Okay, this is tough, but I'm going to try anyway:

I love Julian and Phoebe for the same thing: they're both mythological animals that appear in most fairytales, and I have a soft spot for fantasy books.
Diana is heavily based on the Roman goddess of the hunt and the moon, and I love Greek and Roman mythologies.
Fauna reminds me of Bambi, my favorite book when I was a child.
Erik is the name of my best friend IRL and I also love Scandinavian culture (his house and looks are Scandinavian).
I like Sprinkle because penguins are the favorite animal of both a friend and my mother, plus she's adorable.
Fang was in my very first town of my very first AC game, city folk.
Shortcakes are my favorite type of dessert so of course I need to have Merengue!
As for Zucker, I just like how he looks.

I still don't know who my 10th dreamie is, so I can't say for sure. I love too many of them!


----------



## Cudon (Jul 30, 2016)

I really love colorful and unique designed villagers since they show off charm that I associate with ACNL. These are Naomi, Tabby, Broffina etc. I tend to pick my villagers based on a theme so not all of my villagers are like this, but generally my faves are.


----------



## Charlise (Jul 30, 2016)

Deena- I don't like her because of her design (she's a qt tho) but because of how close we were. I didn't get her picture in my old town, but I was her best friend, and she always was asking for me to come over. I also remember how she smiled everytime I walked past her.


----------



## Malaionus (Jul 31, 2016)

Goose- He's a rooster. Named Goose.

Samson- Not really sure, but he appeared in my Wii game (by 'my' I mean a friend's) and he kinda grew on me

Merengue- SHE'S ADORABLE SHE'S A CUPCAKE

Sprinkle- She's a lil chubby penguin who tries but can't

Daisy- I don't know I just like dogs (cats are better though)

Stitches- He looks like a stuffed bear a kid made

Tia- she's a teapot

Alfonso- Not really sure but I like him so eh

Fauna- Adorable


----------



## xara (Aug 1, 2016)

Fauna- she was one of the first villagers I heard about when I first discovered New Leaf, so I guess she's kind of special to me. Plus, Deers are my favourite animal. 
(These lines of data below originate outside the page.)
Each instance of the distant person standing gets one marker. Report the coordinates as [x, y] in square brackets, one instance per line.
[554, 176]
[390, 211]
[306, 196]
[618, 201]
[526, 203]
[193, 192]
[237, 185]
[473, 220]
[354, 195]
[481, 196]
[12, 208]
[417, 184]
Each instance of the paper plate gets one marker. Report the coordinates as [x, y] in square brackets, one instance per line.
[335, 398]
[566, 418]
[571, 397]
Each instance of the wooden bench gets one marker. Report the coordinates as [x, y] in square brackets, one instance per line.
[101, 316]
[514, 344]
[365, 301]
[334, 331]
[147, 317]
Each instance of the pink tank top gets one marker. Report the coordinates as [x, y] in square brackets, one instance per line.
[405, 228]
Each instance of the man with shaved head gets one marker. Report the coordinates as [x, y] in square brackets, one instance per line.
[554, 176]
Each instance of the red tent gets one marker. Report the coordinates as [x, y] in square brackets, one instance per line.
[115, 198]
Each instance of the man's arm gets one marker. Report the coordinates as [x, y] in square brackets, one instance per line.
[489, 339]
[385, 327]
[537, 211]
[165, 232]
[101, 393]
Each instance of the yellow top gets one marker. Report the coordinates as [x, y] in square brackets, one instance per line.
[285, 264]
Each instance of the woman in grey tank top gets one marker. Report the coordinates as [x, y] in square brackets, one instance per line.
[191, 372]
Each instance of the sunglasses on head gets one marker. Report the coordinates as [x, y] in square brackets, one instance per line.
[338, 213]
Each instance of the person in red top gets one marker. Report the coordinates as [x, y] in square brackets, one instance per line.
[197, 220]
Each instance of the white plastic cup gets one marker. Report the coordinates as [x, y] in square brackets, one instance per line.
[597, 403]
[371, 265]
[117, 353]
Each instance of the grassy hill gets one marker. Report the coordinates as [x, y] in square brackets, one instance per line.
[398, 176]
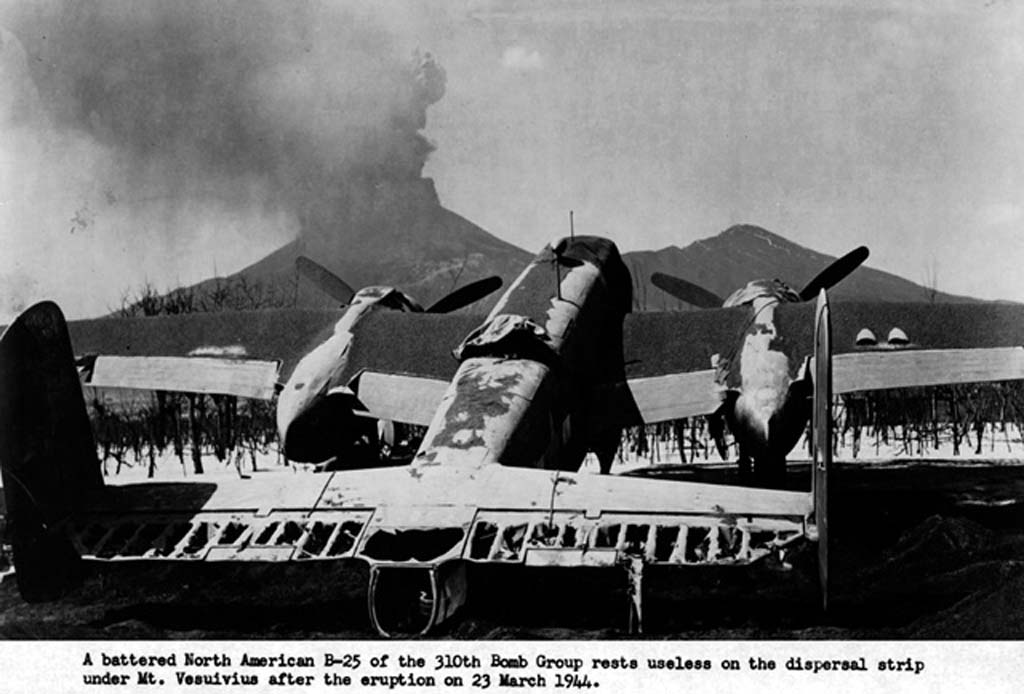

Skye- I adopted her during my first time interacting with another player via the Internet, so she's kind of special to me...plus, she's really pretty

Tangy- she's the first villager I saw when I loaded up my first Wild World save file, so she's special

Lolly- I dunno why I like her so much, really. But she's been in my town for a while, and she's just so sweet and innocent...yeah, a little annoying at times, but I can't help but love her. 

Hazel- not many people like her...yeah, she's not the most attractive villagers, but she's not as bad as people say...I mean, I only got Hazel about a week ago, and I hardly see her and she's already asked to move out *sigh* but still, I like her

Beau- pretty much the same reason as Fauna

Zell- I dunno why, but I have this thing where Fauna, Beau and Zell are like all best friends, so I want all 3 of them together

Lopez- He was the first deer that ever moved into my town when I started up Cloudluv, so he's special 

Bruce- he shares the same birthday as my oc, a character who I aspire to be like, so I guess he's sort of special too

Rudy- when he first lived in my town, I absolutely adored him. But he moved out without notice, and I hope to get him back soon


----------



## Greggy (Aug 1, 2016)

Generally, I like villagers based on how gimmicky/unique they look and the color palette they have. I like Ankha, Elvis, Genji, and Klaus because they look like rulers from different cultures. I like the food-themed villagers like Zucker and Chadder because they look very unique. I like Snake and Ken because they're ninjas and I like their dark blue and black color scheme.


----------



## Emi_C (Aug 3, 2016)

I think I like the villagers that have sort of a soft colour palette, like my two favourites are Poppy and Molly and in my opinion Poppy's red colour is a soft red and Molly is a light soft brown if that makes sense  But then I like Carmen and Felicity but I think that's just because they're very unique looking characters.


----------



## Sheando (Aug 4, 2016)

I like Antonio because I love anteaters in real life. He was my best buddy in WW for a long time.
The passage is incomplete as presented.